Re: [RFC PATCH v2 1/3] PM / Core: suspend_again callback for device PM.
From: Rafael J. Wysocki
Date: Tue Apr 26 2011 - 07:47:03 EST
Hi,
If I saw it correctly, patches [2-3/3] only added the generic routine to
the platform and i2c bus types, right?
Now, this one is better than the previous one IMO, but (1) it also should
cover hibernation (I'd don't see a reason why suspend-to-RAM should be a
special case here) and (2) I don't really think that thawing user space is
"too heavy" (in fact it's much lighter weight than resuming all devices
that your approach doesn't prevent from happening, so for example on my
desktop/notebook machines I woulnd't mind at all if user space were
thawed after all of the devices had been resumed).
On Tuesday, April 26, 2011, MyungJoo Ham wrote:
> A system or a device may need to control suspend/wakeup events. It may
> want to wakeup the system after a predefined amount of time or at a
> predefined event decided while entering suspend for polling or delayed
> work. Then, it may want to enter suspend again if its predefined wakeup
> condition is the only wakeup reason and there is no outstanding events;
> thus, it does not wakeup the userspace unnecessary and keeps suspended
> as long as possible (saving the power).
I'm not really sure if kernel subsystems should decide when to suspend,
because that's a matter of policy and as such I think it should belong to
user space. The kernel subsystems should be concerned with _how_ to
suspend, not _when_ to do that.
For example, even if your wakeup signal is the only one and it _seems_ it's
better to suspend again, it actually may be better to wake up and let user
space decide.
Moreover, I'm not sure if kernel subsystems (including drivers) should really
decide when to generate wakeup signals in the first place. Generally,
user space decides what devices should wake up the system from sleep and the
kernel should follow. So, there shouldn't be any wakeup signals enabled
beyond what user space has requested.
> Enabling a system to wakeup after a specified time can be easily
> achieved by using RTC. However, to enter suspend again immediately
> without invoking userland, we need additional features in the
> suspend framework.
>
> Such need comes from:
>
> 1. Monitoring a critical device status without interrupts that can
> wakeup the system. (in-suspend polling)
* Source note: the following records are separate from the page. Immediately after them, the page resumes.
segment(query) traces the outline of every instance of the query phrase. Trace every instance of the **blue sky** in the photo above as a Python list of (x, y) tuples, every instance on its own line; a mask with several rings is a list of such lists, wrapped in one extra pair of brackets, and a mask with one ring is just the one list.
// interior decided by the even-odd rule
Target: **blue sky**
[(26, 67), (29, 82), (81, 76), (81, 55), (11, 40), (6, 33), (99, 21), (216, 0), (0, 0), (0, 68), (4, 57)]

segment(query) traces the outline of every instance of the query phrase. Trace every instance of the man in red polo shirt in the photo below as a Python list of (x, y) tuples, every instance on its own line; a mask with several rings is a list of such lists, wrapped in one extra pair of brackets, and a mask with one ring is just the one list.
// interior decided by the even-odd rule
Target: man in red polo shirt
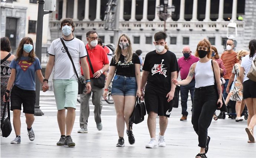
[[(198, 57), (191, 54), (191, 51), (188, 46), (186, 46), (183, 48), (182, 53), (184, 56), (180, 58), (178, 60), (178, 65), (180, 72), (180, 78), (182, 80), (187, 78), (191, 65), (199, 60)], [(181, 112), (182, 117), (180, 119), (180, 121), (187, 120), (187, 117), (188, 114), (188, 112), (187, 111), (187, 102), (188, 97), (188, 92), (190, 91), (190, 93), (191, 101), (193, 104), (195, 83), (196, 81), (194, 77), (188, 85), (180, 86), (180, 98), (181, 99), (181, 104), (182, 109)]]
[[(109, 62), (105, 50), (103, 48), (98, 45), (98, 40), (99, 37), (97, 32), (93, 30), (90, 30), (86, 33), (86, 37), (88, 43), (86, 45), (85, 47), (88, 55), (87, 61), (90, 69), (92, 90), (88, 94), (86, 94), (84, 92), (83, 94), (80, 94), (81, 103), (80, 125), (81, 129), (78, 131), (78, 133), (88, 132), (87, 124), (90, 114), (89, 101), (92, 95), (92, 103), (94, 105), (94, 119), (96, 122), (97, 128), (99, 131), (101, 131), (102, 129), (101, 114), (102, 106), (101, 101), (103, 94), (103, 88), (100, 88), (94, 86), (93, 83), (95, 78), (98, 78), (102, 74), (107, 71), (109, 67)], [(94, 72), (93, 74), (91, 68), (88, 61), (88, 57), (90, 58)], [(83, 70), (82, 68), (81, 71), (83, 75)]]

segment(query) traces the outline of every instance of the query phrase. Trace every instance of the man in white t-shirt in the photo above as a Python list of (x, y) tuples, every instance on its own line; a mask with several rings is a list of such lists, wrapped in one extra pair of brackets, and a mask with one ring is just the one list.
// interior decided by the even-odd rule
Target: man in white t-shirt
[[(63, 20), (60, 27), (62, 38), (68, 49), (78, 74), (80, 73), (79, 61), (81, 62), (85, 78), (87, 79), (87, 93), (89, 93), (91, 90), (91, 81), (84, 44), (73, 36), (75, 25), (72, 19)], [(57, 117), (61, 135), (57, 145), (75, 147), (75, 144), (73, 142), (70, 135), (75, 118), (78, 84), (72, 63), (66, 50), (60, 39), (54, 40), (52, 43), (49, 49), (50, 56), (45, 70), (43, 86), (49, 88), (48, 79), (54, 66), (53, 92), (58, 110)], [(66, 116), (66, 109), (68, 111)]]

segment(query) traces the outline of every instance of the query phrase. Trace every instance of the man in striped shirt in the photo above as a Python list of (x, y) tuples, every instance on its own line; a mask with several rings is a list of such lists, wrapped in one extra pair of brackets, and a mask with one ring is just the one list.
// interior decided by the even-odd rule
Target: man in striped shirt
[(223, 92), (223, 96), (225, 100), (226, 100), (227, 96), (227, 94), (226, 93), (226, 88), (229, 82), (229, 80), (230, 78), (230, 76), (231, 76), (232, 70), (234, 64), (239, 62), (239, 60), (236, 57), (237, 53), (233, 50), (233, 48), (234, 47), (234, 41), (233, 39), (228, 39), (227, 40), (226, 46), (227, 51), (224, 51), (220, 57), (220, 59), (223, 61), (226, 71), (226, 74), (223, 76), (223, 77), (226, 81), (226, 83), (224, 85), (224, 89)]

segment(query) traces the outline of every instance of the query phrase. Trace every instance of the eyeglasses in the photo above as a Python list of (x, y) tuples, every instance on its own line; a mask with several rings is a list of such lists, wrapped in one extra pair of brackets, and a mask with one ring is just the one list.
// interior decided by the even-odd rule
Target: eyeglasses
[(99, 39), (99, 37), (88, 37), (88, 38), (90, 38), (90, 39), (92, 39), (93, 40), (96, 40), (96, 39), (97, 40), (98, 40), (98, 39)]

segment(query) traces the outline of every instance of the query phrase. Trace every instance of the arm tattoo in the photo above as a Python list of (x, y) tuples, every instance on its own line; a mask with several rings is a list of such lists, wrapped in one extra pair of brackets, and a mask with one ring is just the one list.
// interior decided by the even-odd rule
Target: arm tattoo
[(189, 70), (188, 76), (191, 77), (191, 78), (193, 78), (193, 77), (194, 77), (194, 75), (195, 72), (194, 72), (194, 70), (193, 70), (193, 68), (192, 68), (192, 66), (191, 65), (191, 67), (190, 67), (190, 69)]

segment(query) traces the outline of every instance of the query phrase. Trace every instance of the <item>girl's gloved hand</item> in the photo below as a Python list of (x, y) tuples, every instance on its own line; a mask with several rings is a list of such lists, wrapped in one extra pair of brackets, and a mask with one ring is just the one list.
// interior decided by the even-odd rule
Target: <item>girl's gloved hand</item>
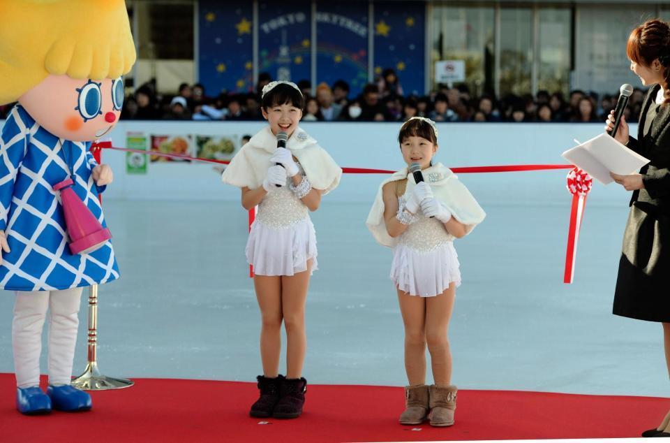
[(268, 192), (286, 184), (286, 170), (279, 165), (267, 168), (267, 175), (263, 180), (263, 189)]
[(419, 212), (421, 202), (432, 196), (433, 191), (431, 189), (431, 187), (429, 186), (426, 182), (421, 182), (414, 187), (414, 189), (412, 190), (412, 194), (410, 194), (410, 198), (405, 205), (405, 208), (412, 214), (416, 214)]
[(298, 165), (293, 161), (293, 154), (285, 147), (278, 147), (272, 157), (270, 157), (272, 163), (278, 163), (286, 170), (286, 175), (293, 177), (299, 172)]

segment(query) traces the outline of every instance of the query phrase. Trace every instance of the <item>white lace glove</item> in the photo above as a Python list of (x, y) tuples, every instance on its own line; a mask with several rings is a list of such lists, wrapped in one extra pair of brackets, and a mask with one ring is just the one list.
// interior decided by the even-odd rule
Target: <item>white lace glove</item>
[(286, 184), (286, 170), (282, 166), (274, 165), (267, 168), (267, 175), (263, 180), (263, 189), (268, 192), (272, 192), (285, 184)]
[(414, 187), (410, 198), (405, 204), (405, 208), (412, 214), (416, 214), (419, 211), (421, 202), (432, 196), (433, 191), (431, 190), (431, 187), (426, 184), (426, 182), (421, 182)]
[(435, 197), (426, 198), (421, 202), (421, 210), (426, 217), (434, 217), (442, 223), (447, 223), (452, 218), (452, 213)]
[(293, 161), (293, 154), (285, 147), (278, 147), (270, 157), (272, 163), (278, 163), (286, 170), (288, 177), (293, 177), (299, 172), (298, 165)]

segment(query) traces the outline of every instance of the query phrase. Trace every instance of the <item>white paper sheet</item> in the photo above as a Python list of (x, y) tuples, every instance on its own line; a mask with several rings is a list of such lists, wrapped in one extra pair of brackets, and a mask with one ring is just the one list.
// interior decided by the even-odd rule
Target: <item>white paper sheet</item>
[(649, 160), (628, 149), (606, 133), (569, 149), (564, 159), (586, 170), (603, 184), (613, 180), (609, 173), (629, 175), (639, 170)]

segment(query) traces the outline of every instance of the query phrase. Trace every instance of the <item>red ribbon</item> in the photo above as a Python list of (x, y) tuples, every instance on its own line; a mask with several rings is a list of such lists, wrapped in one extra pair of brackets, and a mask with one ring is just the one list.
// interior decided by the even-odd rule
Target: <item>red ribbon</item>
[(579, 229), (584, 217), (586, 196), (593, 185), (593, 179), (576, 166), (567, 173), (567, 190), (572, 194), (570, 226), (567, 231), (567, 250), (565, 252), (565, 271), (563, 282), (572, 283), (574, 277), (574, 263), (577, 255)]
[[(125, 147), (117, 147), (112, 145), (112, 142), (105, 141), (93, 143), (91, 146), (91, 150), (95, 152), (100, 152), (101, 149), (110, 149), (116, 151), (126, 151), (126, 152), (137, 152), (144, 155), (156, 155), (158, 157), (164, 157), (168, 158), (181, 159), (184, 160), (191, 160), (193, 161), (204, 161), (207, 163), (216, 163), (221, 164), (228, 164), (230, 161), (214, 160), (212, 159), (203, 159), (201, 157), (192, 157), (188, 155), (180, 154), (168, 154), (158, 151), (147, 151), (141, 150), (131, 150)], [(99, 160), (98, 160), (99, 161)], [(532, 165), (501, 165), (495, 166), (465, 166), (460, 168), (452, 168), (452, 171), (454, 173), (469, 174), (479, 173), (507, 173), (507, 172), (521, 172), (529, 170), (548, 170), (553, 169), (570, 169), (572, 170), (568, 173), (567, 187), (568, 190), (573, 194), (572, 209), (570, 214), (570, 227), (568, 233), (567, 239), (567, 253), (565, 258), (565, 273), (564, 275), (564, 282), (565, 283), (572, 282), (572, 276), (574, 274), (574, 264), (575, 254), (577, 249), (577, 238), (579, 235), (579, 227), (581, 224), (581, 219), (583, 217), (584, 205), (586, 202), (586, 194), (591, 189), (593, 180), (591, 177), (584, 171), (574, 167), (572, 165), (550, 165), (550, 164), (532, 164)], [(579, 171), (579, 172), (576, 172)], [(396, 172), (386, 169), (371, 169), (368, 168), (343, 168), (342, 172), (345, 174), (392, 174)], [(255, 208), (249, 210), (249, 229), (251, 229), (251, 224), (253, 223), (255, 217)], [(249, 266), (249, 276), (253, 277), (253, 269)]]

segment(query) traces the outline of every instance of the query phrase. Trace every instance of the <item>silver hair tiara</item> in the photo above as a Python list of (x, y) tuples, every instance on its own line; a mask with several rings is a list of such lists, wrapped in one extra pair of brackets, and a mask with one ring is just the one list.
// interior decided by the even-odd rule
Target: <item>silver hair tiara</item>
[(435, 122), (433, 122), (433, 121), (431, 120), (431, 119), (426, 118), (425, 117), (412, 117), (410, 118), (409, 120), (408, 120), (408, 122), (409, 122), (410, 120), (415, 120), (415, 119), (416, 119), (416, 120), (422, 120), (422, 121), (426, 122), (426, 123), (428, 123), (429, 125), (431, 125), (431, 126), (433, 128), (433, 132), (435, 132), (435, 138), (438, 138), (438, 134), (439, 133), (438, 132), (438, 126), (436, 126)]
[(267, 85), (263, 87), (263, 91), (260, 95), (260, 98), (262, 99), (265, 96), (265, 94), (271, 91), (276, 86), (278, 85), (288, 85), (291, 87), (295, 89), (296, 91), (300, 93), (300, 95), (302, 95), (302, 91), (300, 90), (300, 88), (298, 87), (298, 85), (294, 83), (293, 82), (287, 82), (285, 80), (276, 80), (274, 82), (270, 82)]

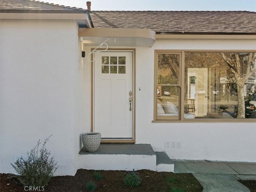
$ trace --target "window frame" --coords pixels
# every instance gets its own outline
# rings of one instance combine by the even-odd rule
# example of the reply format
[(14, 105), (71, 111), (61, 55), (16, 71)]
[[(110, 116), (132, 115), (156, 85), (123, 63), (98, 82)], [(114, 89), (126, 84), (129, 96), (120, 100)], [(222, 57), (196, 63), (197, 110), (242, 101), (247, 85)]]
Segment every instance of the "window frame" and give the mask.
[[(152, 122), (256, 122), (255, 118), (234, 118), (234, 119), (184, 119), (184, 102), (182, 99), (184, 98), (185, 94), (185, 54), (186, 52), (216, 52), (216, 53), (239, 53), (256, 52), (256, 50), (155, 50), (154, 52), (154, 114)], [(159, 54), (180, 54), (180, 98), (178, 107), (179, 119), (174, 119), (171, 116), (158, 116), (157, 115), (157, 86), (158, 82), (158, 55)]]

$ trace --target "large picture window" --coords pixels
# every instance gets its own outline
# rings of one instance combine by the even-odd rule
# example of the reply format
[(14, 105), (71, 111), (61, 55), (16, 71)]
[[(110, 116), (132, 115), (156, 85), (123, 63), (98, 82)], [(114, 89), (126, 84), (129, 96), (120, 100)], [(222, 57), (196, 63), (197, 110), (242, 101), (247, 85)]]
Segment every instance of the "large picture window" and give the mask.
[(256, 53), (158, 50), (155, 57), (155, 120), (256, 118)]

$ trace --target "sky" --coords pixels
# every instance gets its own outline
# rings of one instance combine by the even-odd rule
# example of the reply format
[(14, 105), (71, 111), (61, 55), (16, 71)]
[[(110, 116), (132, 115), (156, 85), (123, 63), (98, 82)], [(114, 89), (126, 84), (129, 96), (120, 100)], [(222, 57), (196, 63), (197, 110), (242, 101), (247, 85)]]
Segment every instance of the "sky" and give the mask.
[(249, 11), (256, 12), (256, 0), (40, 0), (94, 11)]

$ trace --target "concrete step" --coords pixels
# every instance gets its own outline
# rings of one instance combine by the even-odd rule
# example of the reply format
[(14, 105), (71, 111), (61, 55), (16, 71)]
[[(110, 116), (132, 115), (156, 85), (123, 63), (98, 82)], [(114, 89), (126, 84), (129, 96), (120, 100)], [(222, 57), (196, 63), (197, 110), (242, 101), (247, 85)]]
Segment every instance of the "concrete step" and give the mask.
[(174, 164), (166, 153), (155, 152), (156, 155), (156, 171), (158, 172), (174, 172)]
[(149, 144), (102, 143), (93, 152), (83, 148), (78, 165), (78, 168), (88, 170), (174, 172), (174, 164), (166, 153), (155, 152)]
[(102, 143), (96, 152), (83, 148), (78, 168), (94, 170), (156, 170), (156, 156), (149, 144)]

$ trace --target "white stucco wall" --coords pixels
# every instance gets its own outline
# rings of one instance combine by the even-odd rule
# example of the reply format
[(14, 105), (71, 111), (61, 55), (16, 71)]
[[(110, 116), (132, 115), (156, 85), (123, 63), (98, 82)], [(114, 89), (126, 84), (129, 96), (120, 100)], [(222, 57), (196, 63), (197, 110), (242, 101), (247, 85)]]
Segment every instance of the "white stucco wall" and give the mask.
[(56, 174), (75, 173), (84, 123), (78, 31), (75, 21), (1, 20), (0, 172), (52, 134)]
[[(255, 122), (152, 122), (155, 50), (256, 50), (256, 40), (157, 39), (152, 48), (127, 48), (136, 49), (136, 143), (150, 144), (172, 159), (256, 162)], [(88, 79), (90, 66), (88, 64), (85, 72)], [(86, 81), (86, 86), (90, 88), (90, 83)], [(86, 95), (86, 100), (90, 97)], [(90, 131), (89, 124), (85, 127)], [(165, 142), (180, 142), (181, 147), (165, 148)]]

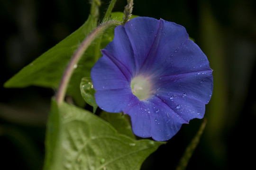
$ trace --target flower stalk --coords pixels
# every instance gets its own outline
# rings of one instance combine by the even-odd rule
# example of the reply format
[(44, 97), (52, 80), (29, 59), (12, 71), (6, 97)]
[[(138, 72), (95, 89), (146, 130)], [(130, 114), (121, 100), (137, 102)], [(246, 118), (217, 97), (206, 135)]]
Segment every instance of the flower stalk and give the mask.
[(124, 10), (124, 16), (123, 17), (122, 25), (124, 25), (130, 20), (132, 16), (133, 8), (133, 0), (127, 0), (127, 5), (125, 7)]
[(76, 68), (77, 63), (82, 54), (87, 49), (91, 42), (98, 35), (103, 32), (106, 29), (120, 24), (120, 22), (115, 20), (110, 20), (103, 23), (95, 28), (82, 41), (79, 47), (73, 55), (62, 76), (55, 95), (56, 101), (58, 105), (60, 105), (64, 100), (68, 85), (74, 69)]

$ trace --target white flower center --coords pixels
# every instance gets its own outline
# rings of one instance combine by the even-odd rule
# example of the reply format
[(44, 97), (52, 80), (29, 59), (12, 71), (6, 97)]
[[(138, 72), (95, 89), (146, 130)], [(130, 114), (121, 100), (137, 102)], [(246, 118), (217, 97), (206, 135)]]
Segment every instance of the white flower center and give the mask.
[(131, 82), (132, 92), (140, 100), (148, 98), (151, 94), (151, 83), (149, 79), (142, 76), (134, 77)]

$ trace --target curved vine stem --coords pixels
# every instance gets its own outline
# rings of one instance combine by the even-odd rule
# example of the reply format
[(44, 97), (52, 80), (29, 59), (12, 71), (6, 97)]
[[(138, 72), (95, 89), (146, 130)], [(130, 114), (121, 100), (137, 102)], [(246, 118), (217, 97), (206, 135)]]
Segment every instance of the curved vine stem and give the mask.
[(96, 28), (82, 41), (79, 47), (73, 55), (62, 76), (55, 95), (56, 101), (58, 105), (60, 105), (64, 101), (68, 85), (74, 69), (76, 67), (78, 61), (90, 44), (98, 35), (104, 32), (106, 29), (119, 25), (121, 25), (121, 22), (115, 20), (110, 20), (103, 23)]

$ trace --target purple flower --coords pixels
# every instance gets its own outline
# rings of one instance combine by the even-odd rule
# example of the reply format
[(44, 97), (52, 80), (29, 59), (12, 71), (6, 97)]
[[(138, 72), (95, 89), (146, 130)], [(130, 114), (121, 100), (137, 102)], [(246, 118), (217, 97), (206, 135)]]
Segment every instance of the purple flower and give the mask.
[(117, 26), (101, 52), (91, 72), (96, 102), (128, 114), (136, 135), (167, 140), (183, 124), (203, 117), (212, 70), (183, 26), (137, 17)]

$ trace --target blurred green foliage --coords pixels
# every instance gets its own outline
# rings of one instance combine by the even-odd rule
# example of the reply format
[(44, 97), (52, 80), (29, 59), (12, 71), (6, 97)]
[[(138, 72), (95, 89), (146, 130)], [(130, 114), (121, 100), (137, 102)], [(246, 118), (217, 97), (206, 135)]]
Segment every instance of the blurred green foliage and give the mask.
[[(89, 1), (0, 0), (1, 84), (81, 26), (90, 13)], [(108, 3), (102, 2), (100, 18)], [(208, 123), (187, 169), (253, 167), (250, 153), (256, 151), (256, 1), (138, 0), (134, 3), (135, 15), (183, 26), (214, 70), (213, 93), (205, 113)], [(126, 0), (118, 0), (114, 11), (122, 11), (126, 5)], [(42, 169), (46, 124), (55, 92), (34, 86), (2, 86), (0, 90), (0, 168)], [(201, 121), (184, 125), (148, 158), (142, 169), (174, 169)]]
> An example is ambient temperature monitoring that needs to shut down
> the system or a specific device function if it is too hot or cold. The
> temperature of a specific device may be needed to be monitored as well;
> e.g., a charger monitors battery temperature in order to stop charging
> if overheated.
I'd say in those cases (ie. if polling is necessary to prevent some
disaster from happening) you shouldn't suspend at all and use runtime PM
instead (I know that's hard with Android, but please not that Android is
not using the mainline kernel).
> 2. Execute critical "delayed work" at suspend.
> A driver or a system/board may have a delayed work (or any similar
> things) that it wants to execute at the requested time.
> For example, some chargers want to check the battery voltage some
> time (e.g., 30 seconds) after the battery is fully charged and the
> charger has stopped. Then, the charger restarts charging if the voltage has
> dropped more than a threshold, which is smaller than "restart-charger"
> voltage, which is a threshold to restart charging regardless of the
> time passed.
Again, don't suspend if you have a usage case like this.
> This patch allows a device to provide "suspend_again" callback with
> struct dev_pm_ops in driver. With suspend_again callbacks registered
> along with supporting subsystems, the suspend framework
> (kernel/power/suspend.c) tries to enter suspend again if conditions are met.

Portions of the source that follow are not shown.